Podczas gdy na skoczni w Wiśle Malince trwają prace nad zgniłymi deskami na zeskoku, zakopiańska Wielka Krokiew wciąż czeka na przebudowę...
Jak już informowaliśmy, na obiekcie im. Adama Małysza już rozpoczęły się prace związane z wymianą części desek na zeskoku.

- Musimy wymienić zbutwiałą część drewnianej konstrukcji na 119. i 126. metrze, bo po zimie pojawiły się załamania. Nie stało się to z naszej winy - tłumaczy Andrzej Wąsowicz, którego zdaniem za wady odpowiada wykonawca. - Podczas budowy skoczni zostało użyte niewłaściwe drewno i dlatego musimy wymienić je na nowe, a do tego usunąć trochę nawarstwiającej się ziemi pod zeskokiem.
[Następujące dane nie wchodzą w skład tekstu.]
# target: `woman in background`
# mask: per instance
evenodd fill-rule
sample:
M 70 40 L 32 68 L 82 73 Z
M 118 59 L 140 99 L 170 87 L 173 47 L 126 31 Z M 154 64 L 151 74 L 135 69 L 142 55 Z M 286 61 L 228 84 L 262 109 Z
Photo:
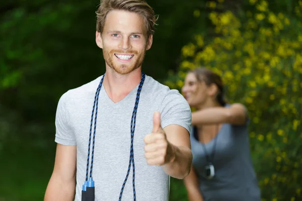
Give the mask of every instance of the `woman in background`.
M 193 164 L 184 180 L 190 201 L 260 201 L 250 152 L 248 117 L 223 99 L 221 77 L 205 68 L 187 75 L 182 92 L 192 113 Z

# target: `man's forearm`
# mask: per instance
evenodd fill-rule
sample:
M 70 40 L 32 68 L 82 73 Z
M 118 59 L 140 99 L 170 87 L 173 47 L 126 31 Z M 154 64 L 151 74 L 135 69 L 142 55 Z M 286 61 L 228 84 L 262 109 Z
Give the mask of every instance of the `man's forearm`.
M 45 192 L 44 201 L 72 201 L 74 197 L 76 181 L 64 182 L 52 176 Z
M 171 176 L 182 179 L 190 173 L 192 159 L 191 150 L 186 147 L 177 147 L 171 144 L 175 158 L 173 161 L 163 166 L 165 172 Z

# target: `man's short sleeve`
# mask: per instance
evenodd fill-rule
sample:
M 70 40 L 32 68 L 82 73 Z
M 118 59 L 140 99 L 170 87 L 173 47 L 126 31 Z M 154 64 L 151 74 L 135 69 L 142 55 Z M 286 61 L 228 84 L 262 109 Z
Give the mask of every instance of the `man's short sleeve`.
M 161 125 L 176 124 L 189 131 L 191 128 L 192 114 L 191 109 L 185 98 L 176 89 L 170 90 L 165 97 L 161 110 Z
M 58 103 L 55 116 L 55 142 L 64 145 L 76 145 L 74 135 L 70 126 L 66 107 L 66 93 L 63 94 Z

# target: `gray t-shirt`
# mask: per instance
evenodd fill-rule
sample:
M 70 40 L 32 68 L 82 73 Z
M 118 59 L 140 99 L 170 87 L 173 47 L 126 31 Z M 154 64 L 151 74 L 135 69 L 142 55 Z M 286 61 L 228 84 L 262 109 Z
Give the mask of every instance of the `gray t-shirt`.
M 81 200 L 92 107 L 102 77 L 68 90 L 62 95 L 58 104 L 55 141 L 65 145 L 77 145 L 76 201 Z M 130 122 L 138 87 L 138 85 L 117 103 L 108 97 L 104 87 L 101 89 L 93 170 L 96 200 L 119 199 L 129 165 Z M 152 131 L 156 111 L 161 113 L 163 128 L 177 124 L 189 132 L 190 129 L 191 111 L 183 96 L 178 90 L 171 90 L 146 75 L 137 109 L 133 142 L 138 201 L 169 200 L 170 177 L 162 167 L 148 165 L 144 158 L 143 138 Z M 94 120 L 93 134 L 94 125 Z M 131 166 L 122 200 L 133 200 L 133 194 Z
M 203 147 L 196 139 L 195 131 L 192 127 L 190 138 L 193 165 L 199 176 L 199 188 L 204 200 L 261 200 L 250 152 L 248 123 L 243 126 L 223 124 L 216 138 L 203 144 Z M 211 160 L 215 152 L 213 164 L 215 175 L 210 180 L 203 176 L 207 164 L 204 148 Z

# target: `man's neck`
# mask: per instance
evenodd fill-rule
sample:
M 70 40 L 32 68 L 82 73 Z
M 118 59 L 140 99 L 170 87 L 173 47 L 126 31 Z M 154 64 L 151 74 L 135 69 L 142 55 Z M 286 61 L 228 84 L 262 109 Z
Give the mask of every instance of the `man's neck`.
M 114 103 L 124 98 L 140 81 L 141 68 L 138 68 L 129 74 L 121 75 L 106 66 L 103 85 L 109 98 Z

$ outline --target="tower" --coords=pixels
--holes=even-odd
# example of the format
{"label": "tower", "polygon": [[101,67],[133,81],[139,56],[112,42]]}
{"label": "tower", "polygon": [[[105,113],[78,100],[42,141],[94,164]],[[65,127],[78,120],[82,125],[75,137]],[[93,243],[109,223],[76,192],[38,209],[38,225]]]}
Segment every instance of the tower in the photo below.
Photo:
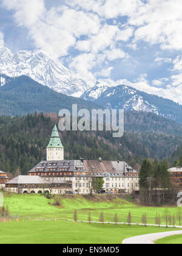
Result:
{"label": "tower", "polygon": [[61,143],[57,126],[55,124],[47,147],[47,161],[61,161],[64,160],[64,147]]}

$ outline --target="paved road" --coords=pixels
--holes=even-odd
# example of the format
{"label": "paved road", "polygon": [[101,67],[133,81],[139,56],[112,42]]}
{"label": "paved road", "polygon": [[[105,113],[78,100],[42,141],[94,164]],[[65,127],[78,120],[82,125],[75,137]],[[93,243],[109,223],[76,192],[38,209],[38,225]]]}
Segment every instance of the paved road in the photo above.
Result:
{"label": "paved road", "polygon": [[182,230],[170,231],[168,232],[155,233],[152,234],[138,235],[125,239],[123,241],[124,244],[153,244],[154,241],[164,237],[171,235],[181,235]]}

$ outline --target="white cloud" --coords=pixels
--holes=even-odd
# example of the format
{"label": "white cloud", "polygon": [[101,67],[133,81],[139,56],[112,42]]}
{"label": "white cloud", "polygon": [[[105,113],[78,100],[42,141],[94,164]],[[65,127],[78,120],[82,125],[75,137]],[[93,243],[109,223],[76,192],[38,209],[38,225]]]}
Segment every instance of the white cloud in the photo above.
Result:
{"label": "white cloud", "polygon": [[101,77],[109,77],[110,76],[110,73],[113,70],[113,68],[110,66],[106,69],[102,69],[100,72],[96,72],[94,73],[95,76],[97,76]]}
{"label": "white cloud", "polygon": [[172,60],[170,58],[157,57],[154,60],[154,62],[157,62],[159,65],[161,65],[163,62],[166,63],[171,63]]}
{"label": "white cloud", "polygon": [[0,31],[0,48],[3,48],[4,46],[4,34]]}
{"label": "white cloud", "polygon": [[149,0],[130,16],[129,23],[138,27],[135,41],[160,43],[164,49],[181,49],[181,0]]}
{"label": "white cloud", "polygon": [[72,69],[78,76],[82,74],[82,78],[92,86],[96,82],[96,79],[90,71],[96,65],[95,56],[92,54],[83,54],[73,58],[69,64]]}
{"label": "white cloud", "polygon": [[128,41],[133,35],[133,28],[129,27],[126,29],[120,30],[116,34],[116,41]]}
{"label": "white cloud", "polygon": [[173,61],[174,71],[182,71],[182,55],[178,55]]}
{"label": "white cloud", "polygon": [[117,59],[127,58],[127,54],[120,49],[113,48],[110,51],[104,51],[108,60],[112,61]]}
{"label": "white cloud", "polygon": [[44,0],[2,0],[8,10],[15,10],[14,17],[19,26],[30,27],[43,18],[46,9]]}
{"label": "white cloud", "polygon": [[164,84],[164,83],[162,81],[160,80],[157,80],[157,79],[153,80],[153,81],[152,82],[152,84],[153,85],[155,85],[157,87],[160,87]]}

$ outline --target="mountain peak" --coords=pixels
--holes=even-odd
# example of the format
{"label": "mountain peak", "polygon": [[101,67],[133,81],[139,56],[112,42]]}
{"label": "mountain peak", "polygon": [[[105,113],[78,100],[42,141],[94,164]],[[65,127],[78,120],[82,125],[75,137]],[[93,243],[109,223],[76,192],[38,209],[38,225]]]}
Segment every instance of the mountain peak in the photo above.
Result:
{"label": "mountain peak", "polygon": [[69,71],[62,63],[41,50],[19,51],[14,54],[0,49],[0,73],[10,77],[28,76],[59,93],[80,96],[88,85]]}

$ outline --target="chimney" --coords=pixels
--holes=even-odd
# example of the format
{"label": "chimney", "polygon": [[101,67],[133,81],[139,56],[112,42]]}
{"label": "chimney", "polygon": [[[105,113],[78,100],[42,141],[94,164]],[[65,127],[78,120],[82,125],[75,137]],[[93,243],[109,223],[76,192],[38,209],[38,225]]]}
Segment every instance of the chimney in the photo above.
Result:
{"label": "chimney", "polygon": [[82,163],[83,163],[83,162],[84,162],[84,158],[83,158],[81,157],[79,158],[79,160],[81,161]]}

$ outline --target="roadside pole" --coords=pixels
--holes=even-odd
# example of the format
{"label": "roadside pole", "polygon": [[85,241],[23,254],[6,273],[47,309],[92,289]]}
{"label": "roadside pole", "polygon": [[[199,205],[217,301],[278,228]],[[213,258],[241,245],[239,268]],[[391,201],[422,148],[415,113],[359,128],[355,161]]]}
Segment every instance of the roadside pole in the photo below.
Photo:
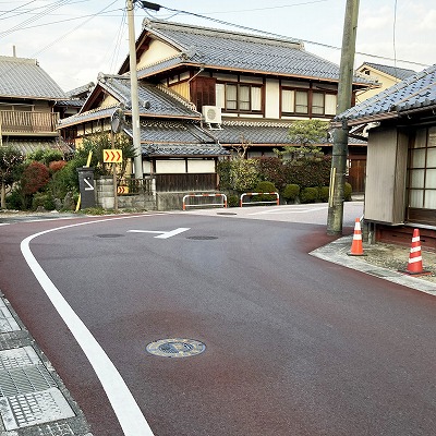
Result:
{"label": "roadside pole", "polygon": [[129,24],[129,60],[130,60],[130,88],[132,100],[132,130],[133,147],[135,149],[135,179],[143,179],[143,153],[141,148],[140,104],[137,97],[135,22],[133,16],[133,1],[126,0]]}
{"label": "roadside pole", "polygon": [[[351,107],[358,15],[359,0],[347,0],[336,114],[342,113]],[[348,126],[347,123],[342,123],[341,129],[335,129],[334,132],[334,152],[327,217],[327,234],[330,235],[342,234],[343,186],[346,183],[347,155]]]}
{"label": "roadside pole", "polygon": [[[116,142],[114,142],[114,133],[113,130],[110,131],[110,145],[112,150],[116,149]],[[113,209],[118,211],[118,186],[117,186],[117,164],[112,164],[112,182],[113,182]]]}

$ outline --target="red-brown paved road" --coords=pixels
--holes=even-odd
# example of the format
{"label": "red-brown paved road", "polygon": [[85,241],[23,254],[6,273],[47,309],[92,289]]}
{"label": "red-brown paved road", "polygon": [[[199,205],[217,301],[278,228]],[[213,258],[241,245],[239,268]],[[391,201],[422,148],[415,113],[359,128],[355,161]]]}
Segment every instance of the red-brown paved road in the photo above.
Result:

Aby przyspieszyć prace, działacze przystąpili do prac jeszcze przed wyłonieniem wykonawcy:

- Bez rozebrania fragmentu zeskoku nie można było ocenić stanu poszycia, więc przystąpiliśmy do demontażu igelitu. Dzisiaj wykonawca został wyłoniony, już od jutra firma wchodzi na nasz obiekt i oficjalnie bierze się do roboty - mówił wczoraj Wąsowicz.

Tymczasem zakopiańska Wielka Krokiew wciąż czeka na zakończenie wszelkich formalności w związku z przebudową obiektu. Pozwolenie budowlane wciąż nie jest prawomocne, nie rozpisano także przetargu, który miałby wyłonić wykonawcę.

- Mam nadzieję, że będzie to firma, która będzie chciała wykonać tę pracę jak najlepiej, to jednak to jest wizytówka polskiego sportu - mówi Grzegorz Kotowicz z Centralnego Ośrodka Sportu.

Zdaniem Kotowicza wykonawca ma zostać wyłoniony na początku czerwca - o ile nie pojawią się niespodziewane problemy (jak np. odwołania od rezultatu przetargu).